If you’d like to register your name in opposition to the United States keeping American troops in Afghanistan, fighting, dying and killing, please sign this petition I created at Credo. Here’s the text:

It’s long past time to end America’s longest war and bring all our troops home now from Afghanistan.
Why is this important?

Almost 5 years ago, I resigned from the State Department over America’s failing war in Afghanistan. As a veteran of the Iraq War, I failed to see either the value or the worth in continuing to risk America’s blood and treasure on continuing America’s longest war. Today, after President Obama announced this week that nearly 10,000 troops will remain in Afghanistan next year and many won’t be home until 2017, I am left with the exact same feeling.
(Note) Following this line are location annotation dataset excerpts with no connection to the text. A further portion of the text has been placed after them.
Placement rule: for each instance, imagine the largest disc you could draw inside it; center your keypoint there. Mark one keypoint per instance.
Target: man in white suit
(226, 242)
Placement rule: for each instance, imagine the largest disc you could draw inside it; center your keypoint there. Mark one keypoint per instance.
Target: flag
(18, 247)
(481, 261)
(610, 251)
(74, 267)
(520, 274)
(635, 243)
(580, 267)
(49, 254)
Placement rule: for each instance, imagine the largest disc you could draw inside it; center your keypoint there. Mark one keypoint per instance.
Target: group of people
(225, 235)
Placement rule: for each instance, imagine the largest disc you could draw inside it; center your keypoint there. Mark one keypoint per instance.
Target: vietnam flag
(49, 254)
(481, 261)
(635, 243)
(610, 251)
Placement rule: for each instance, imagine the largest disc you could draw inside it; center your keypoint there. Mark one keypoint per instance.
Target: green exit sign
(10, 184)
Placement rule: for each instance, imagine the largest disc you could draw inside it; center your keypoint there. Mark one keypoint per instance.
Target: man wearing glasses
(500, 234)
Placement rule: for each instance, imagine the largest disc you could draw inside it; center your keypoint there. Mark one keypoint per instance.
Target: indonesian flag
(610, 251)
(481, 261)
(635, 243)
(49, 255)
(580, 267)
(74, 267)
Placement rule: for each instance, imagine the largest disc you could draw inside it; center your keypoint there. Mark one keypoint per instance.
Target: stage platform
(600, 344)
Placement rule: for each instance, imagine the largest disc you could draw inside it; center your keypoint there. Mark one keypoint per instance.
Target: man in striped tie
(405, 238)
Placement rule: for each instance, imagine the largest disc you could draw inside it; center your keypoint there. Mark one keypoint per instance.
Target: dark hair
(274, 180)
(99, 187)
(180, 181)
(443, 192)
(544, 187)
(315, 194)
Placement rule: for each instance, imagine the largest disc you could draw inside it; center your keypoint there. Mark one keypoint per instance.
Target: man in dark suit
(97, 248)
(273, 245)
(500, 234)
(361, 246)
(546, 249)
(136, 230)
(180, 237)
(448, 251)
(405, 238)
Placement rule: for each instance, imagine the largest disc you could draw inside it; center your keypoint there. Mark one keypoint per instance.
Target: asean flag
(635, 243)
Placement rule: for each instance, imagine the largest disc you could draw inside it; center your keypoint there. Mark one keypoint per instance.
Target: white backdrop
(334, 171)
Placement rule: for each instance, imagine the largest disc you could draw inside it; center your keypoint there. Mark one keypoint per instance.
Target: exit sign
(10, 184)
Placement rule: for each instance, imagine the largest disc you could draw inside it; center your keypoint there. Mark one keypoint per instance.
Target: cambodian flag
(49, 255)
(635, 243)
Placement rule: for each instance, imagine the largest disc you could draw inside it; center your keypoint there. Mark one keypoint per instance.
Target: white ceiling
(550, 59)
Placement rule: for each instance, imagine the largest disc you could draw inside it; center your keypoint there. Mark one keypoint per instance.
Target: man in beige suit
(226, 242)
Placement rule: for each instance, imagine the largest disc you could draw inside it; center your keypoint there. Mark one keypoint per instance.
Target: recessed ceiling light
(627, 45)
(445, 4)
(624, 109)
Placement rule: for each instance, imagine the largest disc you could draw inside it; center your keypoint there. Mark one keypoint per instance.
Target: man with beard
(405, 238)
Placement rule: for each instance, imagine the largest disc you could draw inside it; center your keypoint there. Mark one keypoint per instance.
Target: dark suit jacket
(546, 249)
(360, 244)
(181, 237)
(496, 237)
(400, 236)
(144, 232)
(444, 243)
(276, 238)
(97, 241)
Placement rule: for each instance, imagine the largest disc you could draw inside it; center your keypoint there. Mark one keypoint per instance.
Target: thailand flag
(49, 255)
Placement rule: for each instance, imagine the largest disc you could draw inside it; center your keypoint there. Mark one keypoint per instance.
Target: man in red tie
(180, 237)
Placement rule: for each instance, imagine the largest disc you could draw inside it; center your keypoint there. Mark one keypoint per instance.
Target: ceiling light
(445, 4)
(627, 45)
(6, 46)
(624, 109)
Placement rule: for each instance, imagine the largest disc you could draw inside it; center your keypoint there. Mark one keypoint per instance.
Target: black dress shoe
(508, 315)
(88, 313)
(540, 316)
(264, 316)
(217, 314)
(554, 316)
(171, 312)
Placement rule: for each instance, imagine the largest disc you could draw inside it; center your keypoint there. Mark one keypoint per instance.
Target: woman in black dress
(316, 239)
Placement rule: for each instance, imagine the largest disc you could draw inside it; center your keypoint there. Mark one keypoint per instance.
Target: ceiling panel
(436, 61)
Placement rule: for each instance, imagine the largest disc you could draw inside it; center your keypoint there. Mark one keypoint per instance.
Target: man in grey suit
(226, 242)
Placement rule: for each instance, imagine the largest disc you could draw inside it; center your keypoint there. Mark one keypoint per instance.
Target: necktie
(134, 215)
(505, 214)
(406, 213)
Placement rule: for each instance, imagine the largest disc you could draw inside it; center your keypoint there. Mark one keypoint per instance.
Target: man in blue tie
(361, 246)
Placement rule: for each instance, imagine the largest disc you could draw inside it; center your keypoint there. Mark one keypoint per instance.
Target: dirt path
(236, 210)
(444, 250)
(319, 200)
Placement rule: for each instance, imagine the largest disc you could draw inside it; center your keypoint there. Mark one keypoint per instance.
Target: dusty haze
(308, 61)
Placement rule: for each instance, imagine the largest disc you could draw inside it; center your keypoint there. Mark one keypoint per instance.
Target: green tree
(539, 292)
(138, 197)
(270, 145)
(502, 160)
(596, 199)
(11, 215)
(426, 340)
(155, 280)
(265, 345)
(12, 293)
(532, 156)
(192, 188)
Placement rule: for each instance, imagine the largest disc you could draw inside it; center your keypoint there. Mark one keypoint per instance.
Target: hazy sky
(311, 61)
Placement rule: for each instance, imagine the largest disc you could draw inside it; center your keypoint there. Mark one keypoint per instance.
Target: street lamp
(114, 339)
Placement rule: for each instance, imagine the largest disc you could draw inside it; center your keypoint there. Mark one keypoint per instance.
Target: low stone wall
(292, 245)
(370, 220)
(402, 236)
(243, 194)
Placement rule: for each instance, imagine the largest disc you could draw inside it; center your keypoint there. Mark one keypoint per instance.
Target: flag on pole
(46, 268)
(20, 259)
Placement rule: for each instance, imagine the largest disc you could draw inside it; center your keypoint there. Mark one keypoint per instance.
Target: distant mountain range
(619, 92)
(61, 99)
It’s long past time to say enough is enough. It’s time to bring all our troops home, now.

By continuing the war for more than two more years, these plans ignore the simple truth that there is no military solution to the challenges that remain in Afghanistan. There is nothing that 10,000 troops will do in two years that 100,000 could not do in the past 13. And while we are particularly concerned about the fate of women and girls in Afghanistan, there is no indication that a continued U.S. occupation would make a positive outcome for women possible.

The U.S. war in Afghanistan, now in its 13th year, has cost our nation dearly. More than 2,300 Americans – over 1,600 alone since I resigned in 2009 – and tens of thousands of Afghans have lost their lives. Many, many more have been wounded and will bear the scars of battle for decades to come. Like the Iraq War, Afghanistan has been financed on our nation’s credit card, adding nearly $800 billion to our debt, with billions more to come. And yet the war is not yet over.

The U.S. intervened in Afghanistan after the attacks on September 11. Al Qaeda’s leadership was driven from Afghanistan more than a decade ago, and Osama bin Laden has been dead for more than three years. Yet the war drags on. Our men and women in uniform have done everything asked of them, and now they deserve to come home. As President Obama has said himself, a lasting solution to nearly four decades of conflict in Afghanistan will depend on Afghans and their neighbors reaching political settlement, not U.S. military personnel.

While the President has once again pledged to continue winding down the war, there is no reason to wait two-and-a-half more years for an end that can come in a matter of weeks. Americans have made it clear time and time again that they want our troops to come home, now. But Washington is full of voices that want to keep fighting for years to come. After the President’s announcement, Senators John McCain, Lindsey Graham, and Kelly Ayotte, decried the President’s plan as a ‘monumental mistake’ for refusing to keep the war going, bemoaning the President’s ‘arbitrary date.’ For some, even 15 years of war in Afghanistan isn’t enough.

We have to answer back and say enough is enough. If progressives don’t stand up and demand we bring our troops home now, no one will. Together, we can stand up and say that two more years of war is two years too many.

Join me in telling President Obama to end the war in Afghanistan, now.